Aksara Dunia Melintas Masa

| dilihat 2722

AKARPADINEWS.COM | DALAM peradaban manusia, budaya tulis (aksara) di dunia telah melewati perjalanan sejarah yang panjang dengan berbagai dinamika perubahan. Mendekati hari aksara dunia pada 8 September, ada baiknya kita memahami perjalanan aksara ini dalam berbagai media hingga terwujud dalam cetakan buku maupun media digital.

Sebelum memasuki zaman aksara, komunikasi disampaikan melalui tradisi lisan seperti syair, nyanyian dan doa-doa (zaman pra aksara).

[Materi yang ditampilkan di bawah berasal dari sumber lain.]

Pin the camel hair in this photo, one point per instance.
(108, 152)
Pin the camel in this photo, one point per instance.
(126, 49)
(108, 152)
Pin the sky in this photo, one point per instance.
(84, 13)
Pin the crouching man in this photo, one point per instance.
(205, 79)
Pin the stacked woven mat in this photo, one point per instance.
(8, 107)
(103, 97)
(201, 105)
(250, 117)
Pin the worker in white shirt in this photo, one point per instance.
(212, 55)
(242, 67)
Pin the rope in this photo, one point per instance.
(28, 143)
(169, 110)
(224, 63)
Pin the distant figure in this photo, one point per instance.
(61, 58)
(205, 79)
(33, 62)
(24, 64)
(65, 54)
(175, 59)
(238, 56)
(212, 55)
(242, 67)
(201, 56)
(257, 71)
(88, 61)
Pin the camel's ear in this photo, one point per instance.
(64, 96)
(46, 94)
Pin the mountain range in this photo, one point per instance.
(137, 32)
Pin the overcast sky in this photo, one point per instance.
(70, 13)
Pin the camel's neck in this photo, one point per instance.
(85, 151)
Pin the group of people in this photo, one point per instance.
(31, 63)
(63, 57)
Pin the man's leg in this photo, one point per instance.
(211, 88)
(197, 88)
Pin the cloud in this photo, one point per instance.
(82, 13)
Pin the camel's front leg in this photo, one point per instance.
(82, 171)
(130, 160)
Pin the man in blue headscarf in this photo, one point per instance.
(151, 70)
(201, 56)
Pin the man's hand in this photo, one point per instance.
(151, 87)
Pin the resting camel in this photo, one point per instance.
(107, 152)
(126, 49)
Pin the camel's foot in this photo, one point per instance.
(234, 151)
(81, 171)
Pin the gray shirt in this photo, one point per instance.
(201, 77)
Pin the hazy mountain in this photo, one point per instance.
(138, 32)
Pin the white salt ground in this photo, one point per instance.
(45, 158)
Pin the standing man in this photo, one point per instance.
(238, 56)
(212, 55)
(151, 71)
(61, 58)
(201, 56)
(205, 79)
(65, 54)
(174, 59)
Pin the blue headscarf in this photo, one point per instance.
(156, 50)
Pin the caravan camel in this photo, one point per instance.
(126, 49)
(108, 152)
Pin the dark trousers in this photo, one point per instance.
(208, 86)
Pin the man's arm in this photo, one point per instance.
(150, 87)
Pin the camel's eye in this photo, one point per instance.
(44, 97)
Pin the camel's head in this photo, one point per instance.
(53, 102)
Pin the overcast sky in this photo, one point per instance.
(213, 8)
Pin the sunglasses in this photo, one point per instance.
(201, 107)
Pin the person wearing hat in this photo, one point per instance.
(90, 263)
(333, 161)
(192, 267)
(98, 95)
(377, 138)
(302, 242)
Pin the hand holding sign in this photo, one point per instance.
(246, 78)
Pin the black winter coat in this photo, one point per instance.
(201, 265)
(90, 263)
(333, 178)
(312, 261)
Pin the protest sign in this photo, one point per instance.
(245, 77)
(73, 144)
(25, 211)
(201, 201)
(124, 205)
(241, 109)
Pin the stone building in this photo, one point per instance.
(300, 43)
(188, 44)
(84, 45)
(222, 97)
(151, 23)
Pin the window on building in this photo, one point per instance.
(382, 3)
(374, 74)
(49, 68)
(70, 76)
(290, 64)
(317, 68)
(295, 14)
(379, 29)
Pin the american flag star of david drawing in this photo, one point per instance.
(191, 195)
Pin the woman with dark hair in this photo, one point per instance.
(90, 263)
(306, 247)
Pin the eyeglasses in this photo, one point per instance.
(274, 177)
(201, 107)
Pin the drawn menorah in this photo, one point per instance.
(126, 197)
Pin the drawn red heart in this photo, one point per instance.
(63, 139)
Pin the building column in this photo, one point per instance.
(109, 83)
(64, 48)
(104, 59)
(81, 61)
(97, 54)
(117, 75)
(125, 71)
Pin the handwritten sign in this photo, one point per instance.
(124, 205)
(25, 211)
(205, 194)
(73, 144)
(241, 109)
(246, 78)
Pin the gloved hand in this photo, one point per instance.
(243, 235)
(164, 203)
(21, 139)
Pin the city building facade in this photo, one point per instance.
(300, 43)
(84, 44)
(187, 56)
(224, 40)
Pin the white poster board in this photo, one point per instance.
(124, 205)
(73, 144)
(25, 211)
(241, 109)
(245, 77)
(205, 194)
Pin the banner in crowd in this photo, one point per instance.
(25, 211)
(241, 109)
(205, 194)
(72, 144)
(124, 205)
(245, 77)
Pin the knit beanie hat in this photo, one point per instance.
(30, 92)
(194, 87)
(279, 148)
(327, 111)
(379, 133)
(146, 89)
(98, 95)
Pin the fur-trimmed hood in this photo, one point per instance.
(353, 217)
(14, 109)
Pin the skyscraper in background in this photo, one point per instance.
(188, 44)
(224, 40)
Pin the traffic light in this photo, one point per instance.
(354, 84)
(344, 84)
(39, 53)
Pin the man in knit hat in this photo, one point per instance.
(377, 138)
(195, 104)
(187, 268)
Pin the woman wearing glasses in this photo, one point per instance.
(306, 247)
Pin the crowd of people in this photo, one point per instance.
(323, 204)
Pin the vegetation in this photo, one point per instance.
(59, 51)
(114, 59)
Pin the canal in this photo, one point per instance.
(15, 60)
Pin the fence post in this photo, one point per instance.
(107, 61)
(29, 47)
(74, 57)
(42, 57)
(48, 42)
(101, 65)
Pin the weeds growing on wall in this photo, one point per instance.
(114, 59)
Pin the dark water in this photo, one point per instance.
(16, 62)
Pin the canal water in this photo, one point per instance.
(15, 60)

Cerita tersebut disampaikan secara turun menurun antar generasi, namun tradisi itu bisa hilang lantaran keterbatasan ingatan manusia. 

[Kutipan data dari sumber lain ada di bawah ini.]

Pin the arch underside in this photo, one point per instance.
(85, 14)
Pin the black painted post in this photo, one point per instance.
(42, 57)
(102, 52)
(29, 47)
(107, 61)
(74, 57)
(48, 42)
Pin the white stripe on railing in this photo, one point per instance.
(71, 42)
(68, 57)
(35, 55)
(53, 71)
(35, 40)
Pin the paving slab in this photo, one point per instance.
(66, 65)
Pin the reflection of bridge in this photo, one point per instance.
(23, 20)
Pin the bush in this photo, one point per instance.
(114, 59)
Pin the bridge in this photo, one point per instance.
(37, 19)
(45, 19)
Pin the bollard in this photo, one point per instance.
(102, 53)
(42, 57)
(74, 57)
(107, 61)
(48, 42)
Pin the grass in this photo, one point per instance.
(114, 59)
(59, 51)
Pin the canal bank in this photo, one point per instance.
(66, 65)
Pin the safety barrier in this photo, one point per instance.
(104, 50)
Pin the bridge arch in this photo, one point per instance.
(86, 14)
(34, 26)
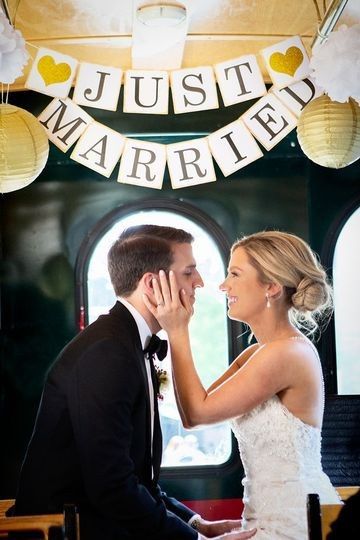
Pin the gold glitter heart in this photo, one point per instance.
(288, 62)
(51, 72)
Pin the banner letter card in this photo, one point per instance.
(64, 122)
(98, 86)
(233, 147)
(190, 163)
(142, 164)
(287, 62)
(146, 92)
(52, 73)
(240, 79)
(99, 148)
(194, 89)
(269, 120)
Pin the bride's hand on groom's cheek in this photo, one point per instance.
(171, 306)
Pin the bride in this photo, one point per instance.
(273, 392)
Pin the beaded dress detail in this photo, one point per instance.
(282, 463)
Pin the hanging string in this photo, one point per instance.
(318, 14)
(6, 93)
(12, 19)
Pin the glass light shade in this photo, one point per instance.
(329, 132)
(24, 148)
(161, 15)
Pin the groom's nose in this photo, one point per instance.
(198, 281)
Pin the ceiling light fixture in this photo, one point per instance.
(161, 15)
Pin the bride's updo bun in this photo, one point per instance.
(286, 259)
(310, 295)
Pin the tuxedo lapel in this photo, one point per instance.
(125, 318)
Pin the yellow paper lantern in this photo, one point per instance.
(329, 132)
(24, 148)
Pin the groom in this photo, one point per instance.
(97, 437)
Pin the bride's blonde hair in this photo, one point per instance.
(288, 260)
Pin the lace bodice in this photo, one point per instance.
(282, 463)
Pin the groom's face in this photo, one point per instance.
(184, 267)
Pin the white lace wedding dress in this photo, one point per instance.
(282, 463)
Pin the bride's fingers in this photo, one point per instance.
(165, 289)
(157, 292)
(174, 288)
(149, 304)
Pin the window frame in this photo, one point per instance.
(234, 329)
(327, 341)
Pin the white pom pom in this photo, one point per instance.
(13, 55)
(336, 64)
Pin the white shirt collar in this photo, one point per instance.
(143, 327)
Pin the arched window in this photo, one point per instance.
(347, 305)
(208, 329)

Aksara pertama yang ditemukan dimulai dengan tulisan piktograf (aksara berupa gambar, relief dan lukisan peristiwa) yang ditemukan pada dinding-dinding gua. Piktograf telah ada sejak zaman peradaban di lembah sungai Eufrat-Tigris (Mesopotamia), Lembah Sungai Kuning/Hwang Ho, Lembah Sungai Nil (Mesir), dan Gua Leang-Leang (Sulawesi Selatan). Selanjutnya, ditemukan buku kuno berupa tanah liat yang dibakar dengan penulisan tangan. Salah satu buku tersebut ditemukan di pinggir Sungai Euphrates di Asia sekitar tahun 2000 sebelum Masehi (SM).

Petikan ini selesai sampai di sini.